One of the best examples of this is the terminology people use for naming colors. Studies have shown that while color-naming systems vary, the different systems can be organized into an implicational scale. All languages appear to have terms for black/dark, white/light, and red. If a language has four terms, it adds either green or yellow; the fifth term added is the missing yellow or green; the sixth is blue; and so on. Because color varies continuously along a spectrum, the boundaries between colors tend to be arbitrary: For example, the boundary between English green and blue is not the same as the boundary between Spanish verde and aula.
The scope of red, however, is relatively uniform, a result of the biology of color perception that makes the wavelengths in the red area of the spectrum the most neurologically salient part of the spectrum.
Many ethnosemantic studies have focused on folk taxonomies, especially folk biology and botany. In taxonomy, the dominant relationship between categories is hyponymy. For example, animal is a hypernym or superordinate category; mammal, fish, and bird are hyponyms, or kinds of animal. One interesting find is that folk biological taxonomies tend to correspond fairly well to the Linnaean system at the level of genus and species. A related problem in ethnosemantics involves the ways in which people classify other people and themselves into putative biologically based “racial” categories; these categories may be relatively crisp (the U.S. hypodescent rule) or fuzzy (as in most of Latin America).
Another important domain of ethnosemantic study is kinship, the way in which people who are considered relations are classified and labeled.

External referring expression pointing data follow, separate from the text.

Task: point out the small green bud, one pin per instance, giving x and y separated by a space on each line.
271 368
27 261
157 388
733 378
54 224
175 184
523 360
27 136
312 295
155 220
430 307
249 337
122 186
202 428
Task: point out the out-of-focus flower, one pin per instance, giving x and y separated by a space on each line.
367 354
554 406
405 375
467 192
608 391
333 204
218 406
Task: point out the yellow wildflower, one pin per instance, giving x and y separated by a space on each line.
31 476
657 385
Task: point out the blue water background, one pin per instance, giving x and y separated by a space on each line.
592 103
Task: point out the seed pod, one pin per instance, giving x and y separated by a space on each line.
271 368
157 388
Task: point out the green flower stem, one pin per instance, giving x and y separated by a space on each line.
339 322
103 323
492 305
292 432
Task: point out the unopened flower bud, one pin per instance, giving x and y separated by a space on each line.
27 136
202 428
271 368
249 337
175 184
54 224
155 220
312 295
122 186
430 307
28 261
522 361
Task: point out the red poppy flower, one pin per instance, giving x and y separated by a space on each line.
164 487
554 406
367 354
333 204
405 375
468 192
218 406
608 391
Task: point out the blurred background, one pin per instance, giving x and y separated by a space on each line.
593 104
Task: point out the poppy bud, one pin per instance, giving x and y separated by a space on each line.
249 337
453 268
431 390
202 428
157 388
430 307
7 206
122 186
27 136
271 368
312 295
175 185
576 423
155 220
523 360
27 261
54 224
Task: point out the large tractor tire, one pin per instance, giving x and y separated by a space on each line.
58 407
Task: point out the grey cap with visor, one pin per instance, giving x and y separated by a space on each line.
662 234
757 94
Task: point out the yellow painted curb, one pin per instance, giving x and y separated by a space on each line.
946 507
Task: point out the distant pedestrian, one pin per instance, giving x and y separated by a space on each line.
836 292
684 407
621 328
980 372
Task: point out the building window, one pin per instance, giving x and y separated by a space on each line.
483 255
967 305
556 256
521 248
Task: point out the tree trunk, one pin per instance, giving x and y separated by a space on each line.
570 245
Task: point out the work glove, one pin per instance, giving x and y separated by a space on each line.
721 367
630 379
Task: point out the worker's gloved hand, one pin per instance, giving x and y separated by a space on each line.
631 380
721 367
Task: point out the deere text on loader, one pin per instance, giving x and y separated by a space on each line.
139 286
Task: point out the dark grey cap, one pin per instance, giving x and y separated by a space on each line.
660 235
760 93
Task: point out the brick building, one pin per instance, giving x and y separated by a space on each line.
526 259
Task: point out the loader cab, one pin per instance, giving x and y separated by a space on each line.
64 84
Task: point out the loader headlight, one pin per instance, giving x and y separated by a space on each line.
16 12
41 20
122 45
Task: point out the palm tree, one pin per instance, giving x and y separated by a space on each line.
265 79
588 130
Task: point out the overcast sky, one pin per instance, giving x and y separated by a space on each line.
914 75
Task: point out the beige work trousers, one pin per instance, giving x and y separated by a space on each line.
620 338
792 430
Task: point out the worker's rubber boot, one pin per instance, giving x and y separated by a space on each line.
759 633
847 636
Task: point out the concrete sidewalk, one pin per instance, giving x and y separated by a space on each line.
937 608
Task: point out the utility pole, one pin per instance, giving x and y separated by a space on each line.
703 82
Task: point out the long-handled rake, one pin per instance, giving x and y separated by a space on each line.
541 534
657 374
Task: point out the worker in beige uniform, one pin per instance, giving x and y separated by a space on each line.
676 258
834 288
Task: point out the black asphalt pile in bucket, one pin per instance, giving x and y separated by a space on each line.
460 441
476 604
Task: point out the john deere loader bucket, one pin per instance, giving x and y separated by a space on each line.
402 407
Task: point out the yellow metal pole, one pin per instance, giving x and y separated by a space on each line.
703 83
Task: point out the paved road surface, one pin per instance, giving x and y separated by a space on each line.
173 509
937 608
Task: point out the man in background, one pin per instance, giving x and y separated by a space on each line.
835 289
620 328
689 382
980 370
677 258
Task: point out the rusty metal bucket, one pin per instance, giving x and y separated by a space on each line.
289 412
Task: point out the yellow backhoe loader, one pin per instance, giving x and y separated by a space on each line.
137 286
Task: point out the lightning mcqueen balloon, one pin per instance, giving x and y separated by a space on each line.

At their extremes of complexity, kinship terminologies may be minimally descriptive, as in Hawaiian, in which aunts and uncles are lumped with “mothers” and “fathers,” and cousins are “sisters” and “brothers.” Or they may be maximally descriptive, as in the Sudanese system, where each position has a unique label.
A technique sometimes used in ethnosemantics is componential analysis, which analyzes the meaning of a term into its components. For example, a componential analysis of the Aymara (Bolivia) pronoun system would take the speaker and the hearer as separate components, with each being either present or absent:
speaker hearer
jiwasa + + (you and I)
naya + – (I/we, not you)
juma – + (you, not me)
jupa – – (neither you nor me; they)
Ethnosemantic studies continue to be relevant as anthropologists and linguists investigate the relationships between language, thought, and behavior.
References:
- Berlin, B., & Kay, P. (1969). Basic color terms: Their universality and evolution. Berkeley: University of California Press.
- Lucy, J. A. (1992). Language diversity and thought: A reformulation of the linguistic relativity hypothesis. Cambridge: Cambridge University Press.
- Medin, D. L., & Atran, S. (Eds.). (1999). Folkbiology. Cambridge: MIT Press.